Risk-assessment software to help you plan daily schedulePublished On: Sun, Jan 18th, 2015 | Computer Science | By BioNews
Imagine that you could tell your phone that you want to drive from your house in Boston to a hotel in upstate New York, that you want to stop for lunch at an Applebee’s at about 12:30, and that you don’t want the trip to take more than four hours. Then imagine that your phone tells you that you have only a 66 percent chance of meeting those criteria — but that if you can wait until 1:00 for lunch, or if you’re willing to eat at TGI Friday’s instead, it can get that probability up to 99 percent.
With the help of a new software, developed by scientists at the Massachusetts Institute of Technology (MIT), your smartphone planner could help you with your daily schedule by specifying constraints and reliability thresholds.
Then, on the basis of probabilistic models, the software determines whether a solution exists.
If, however, a solution does not exist, the software does not give up.
Instead, it suggests ways in which the planner might relax the problem constraints.
If the planner rejects the proposed amendment, the software offers another alternative.
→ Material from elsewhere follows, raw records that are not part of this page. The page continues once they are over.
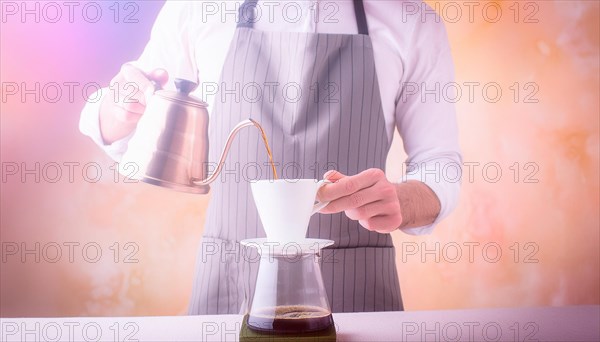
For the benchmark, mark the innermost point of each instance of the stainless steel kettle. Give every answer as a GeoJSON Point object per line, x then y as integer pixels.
{"type": "Point", "coordinates": [170, 145]}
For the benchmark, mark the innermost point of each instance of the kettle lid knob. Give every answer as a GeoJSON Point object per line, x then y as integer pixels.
{"type": "Point", "coordinates": [185, 86]}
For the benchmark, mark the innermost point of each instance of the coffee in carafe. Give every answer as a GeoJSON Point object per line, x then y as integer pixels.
{"type": "Point", "coordinates": [287, 319]}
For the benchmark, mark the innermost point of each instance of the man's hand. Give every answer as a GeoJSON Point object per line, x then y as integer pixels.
{"type": "Point", "coordinates": [377, 204]}
{"type": "Point", "coordinates": [123, 107]}
{"type": "Point", "coordinates": [367, 197]}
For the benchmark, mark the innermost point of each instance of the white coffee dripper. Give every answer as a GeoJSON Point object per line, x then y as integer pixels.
{"type": "Point", "coordinates": [286, 205]}
{"type": "Point", "coordinates": [289, 296]}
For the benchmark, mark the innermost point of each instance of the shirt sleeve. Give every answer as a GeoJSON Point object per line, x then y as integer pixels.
{"type": "Point", "coordinates": [169, 48]}
{"type": "Point", "coordinates": [426, 115]}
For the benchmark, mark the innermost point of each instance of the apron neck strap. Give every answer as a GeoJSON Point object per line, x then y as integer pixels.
{"type": "Point", "coordinates": [361, 17]}
{"type": "Point", "coordinates": [247, 15]}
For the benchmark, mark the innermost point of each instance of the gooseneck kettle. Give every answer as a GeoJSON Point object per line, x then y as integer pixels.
{"type": "Point", "coordinates": [170, 145]}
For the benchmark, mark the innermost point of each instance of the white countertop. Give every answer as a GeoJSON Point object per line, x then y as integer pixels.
{"type": "Point", "coordinates": [572, 323]}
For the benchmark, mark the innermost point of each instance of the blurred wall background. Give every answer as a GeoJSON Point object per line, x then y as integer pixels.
{"type": "Point", "coordinates": [77, 241]}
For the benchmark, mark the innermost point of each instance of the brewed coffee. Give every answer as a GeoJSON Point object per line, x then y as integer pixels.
{"type": "Point", "coordinates": [290, 319]}
{"type": "Point", "coordinates": [269, 153]}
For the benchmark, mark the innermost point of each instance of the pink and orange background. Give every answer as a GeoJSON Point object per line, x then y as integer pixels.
{"type": "Point", "coordinates": [542, 214]}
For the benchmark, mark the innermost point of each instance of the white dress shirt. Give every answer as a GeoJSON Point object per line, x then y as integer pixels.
{"type": "Point", "coordinates": [190, 39]}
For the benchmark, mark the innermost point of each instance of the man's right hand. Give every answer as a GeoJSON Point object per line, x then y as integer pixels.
{"type": "Point", "coordinates": [123, 106]}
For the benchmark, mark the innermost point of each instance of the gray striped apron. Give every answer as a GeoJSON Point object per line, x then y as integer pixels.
{"type": "Point", "coordinates": [317, 97]}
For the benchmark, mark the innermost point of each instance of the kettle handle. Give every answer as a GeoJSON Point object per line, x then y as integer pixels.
{"type": "Point", "coordinates": [232, 134]}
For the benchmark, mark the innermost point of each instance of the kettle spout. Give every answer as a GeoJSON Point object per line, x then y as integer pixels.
{"type": "Point", "coordinates": [232, 134]}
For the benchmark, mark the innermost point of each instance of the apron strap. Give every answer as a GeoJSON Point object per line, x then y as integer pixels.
{"type": "Point", "coordinates": [361, 17]}
{"type": "Point", "coordinates": [247, 16]}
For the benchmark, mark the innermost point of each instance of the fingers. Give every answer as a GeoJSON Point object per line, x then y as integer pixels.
{"type": "Point", "coordinates": [347, 185]}
{"type": "Point", "coordinates": [383, 223]}
{"type": "Point", "coordinates": [368, 198]}
{"type": "Point", "coordinates": [352, 201]}
{"type": "Point", "coordinates": [130, 90]}
{"type": "Point", "coordinates": [382, 207]}
{"type": "Point", "coordinates": [159, 75]}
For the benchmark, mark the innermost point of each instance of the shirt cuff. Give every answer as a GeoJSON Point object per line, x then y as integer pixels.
{"type": "Point", "coordinates": [89, 124]}
{"type": "Point", "coordinates": [443, 178]}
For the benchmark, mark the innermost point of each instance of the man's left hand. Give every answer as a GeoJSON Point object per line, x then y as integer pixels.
{"type": "Point", "coordinates": [367, 197]}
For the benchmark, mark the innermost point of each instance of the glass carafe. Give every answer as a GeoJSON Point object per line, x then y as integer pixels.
{"type": "Point", "coordinates": [289, 296]}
Brian Williams’ group at MIT’s Computer Science and Artificial Intelligence Laboratory in the US describes the software as “a better Siri” – the user-assistance application found in Apple products.
One aspect of the software that distinguishes it from previous planning systems is that it assesses risk in planning tasks such as scheduling flights or bus routes.
The team is scheduled to present their findings at the annual meeting of the Association for the Advancement of Artificial Intelligence (AAAI) Jan 25 in Austin, Texas.